Elliott Clark: I used custom, because the current naming scheme is not appropriate in my opinion (I started with medium/semi QOS, but then changed it to Custom). Using priority is kind of a misnomer as there is no priority as such, its just different set of handlers that is serving the requests.
Though we call them priorityHandlers, etc, they are just like regular handlers but for meta operations. I think we should change their name to metaOpsHandlers (or metaHandlers). Yea, I just used a threshold b/w 0 and 10.
Since this starts 0 "custom" priority handlers by default it will add another undocumented step when enabling replication. We should either make the number of handlers start by default > 0, or have the number depend on if replication is enabled.

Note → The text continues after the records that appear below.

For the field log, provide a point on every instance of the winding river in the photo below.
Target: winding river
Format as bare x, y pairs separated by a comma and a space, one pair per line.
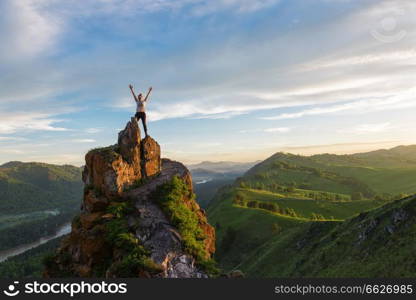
5, 254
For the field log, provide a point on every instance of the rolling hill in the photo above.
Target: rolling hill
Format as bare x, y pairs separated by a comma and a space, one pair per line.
326, 200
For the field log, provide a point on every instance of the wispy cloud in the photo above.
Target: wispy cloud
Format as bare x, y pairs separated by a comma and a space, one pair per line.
369, 128
11, 123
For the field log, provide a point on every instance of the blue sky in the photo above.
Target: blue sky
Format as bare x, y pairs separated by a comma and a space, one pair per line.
233, 79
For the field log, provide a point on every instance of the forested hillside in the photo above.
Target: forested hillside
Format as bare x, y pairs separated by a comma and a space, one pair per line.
35, 199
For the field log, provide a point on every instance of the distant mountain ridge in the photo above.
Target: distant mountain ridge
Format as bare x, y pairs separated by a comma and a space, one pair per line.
35, 199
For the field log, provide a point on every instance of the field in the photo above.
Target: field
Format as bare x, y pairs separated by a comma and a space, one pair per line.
297, 216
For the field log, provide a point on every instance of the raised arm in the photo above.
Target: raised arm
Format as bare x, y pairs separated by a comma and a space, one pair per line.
148, 93
131, 89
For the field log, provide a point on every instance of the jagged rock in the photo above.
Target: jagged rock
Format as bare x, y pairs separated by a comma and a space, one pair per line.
129, 143
235, 274
114, 169
113, 175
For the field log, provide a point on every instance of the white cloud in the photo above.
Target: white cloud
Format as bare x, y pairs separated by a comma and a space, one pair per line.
93, 130
25, 31
278, 129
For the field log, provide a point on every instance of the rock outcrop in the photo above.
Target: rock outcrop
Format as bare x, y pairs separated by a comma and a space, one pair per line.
123, 230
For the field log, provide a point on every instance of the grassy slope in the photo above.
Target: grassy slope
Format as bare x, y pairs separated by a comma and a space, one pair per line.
316, 252
36, 198
385, 171
305, 207
254, 227
28, 187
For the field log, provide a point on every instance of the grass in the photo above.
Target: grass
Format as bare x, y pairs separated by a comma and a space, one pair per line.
135, 258
306, 207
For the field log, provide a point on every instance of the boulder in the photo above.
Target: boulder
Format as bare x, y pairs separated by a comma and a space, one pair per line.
151, 162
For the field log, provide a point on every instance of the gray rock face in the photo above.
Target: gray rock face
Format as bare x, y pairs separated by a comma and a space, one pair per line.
155, 231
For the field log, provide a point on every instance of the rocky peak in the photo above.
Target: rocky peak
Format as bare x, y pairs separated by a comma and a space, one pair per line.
138, 218
115, 168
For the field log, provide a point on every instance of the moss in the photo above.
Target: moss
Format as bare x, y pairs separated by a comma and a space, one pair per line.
135, 257
170, 197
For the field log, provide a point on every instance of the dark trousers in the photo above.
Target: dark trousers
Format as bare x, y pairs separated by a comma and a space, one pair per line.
142, 115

I am ok with >0 default; don't think it should be tied to replication as they can be used for other methods too (such as Security, etc)
The naming is weird. These are not "Custom"QOS, but "Medium"QOS methods, right?
Hope you find it rationale now.
By default now (if hbase.regionserver.custom.priority.handler.count is not set), replicateWALEntry would use non-priority handlers... Which is not right, I think. It should revert back to the current behavior in that case (which is to do use the priorityQOS.
default > 0 sounds good?
What I still do not understand... Does this problem always happen? Does it happen because replicateWALEntry takes too long to finish? Does this only happen when the slave is already degraded for other reasons? Should we also work on replicateWALEntry failing faster in case of problems (shorter/fewer retries, etc)?
It can occur when the slave cluster is slow. And whenever it happens, it will make the entire cluster unresponsive. I have a patch which adds the fail fast behavior in sink and has been testing it too. It looks good so far. I tried creating a new JIRA but IOE while creating it (see
INFRA-5131). Will attach the patch once its created.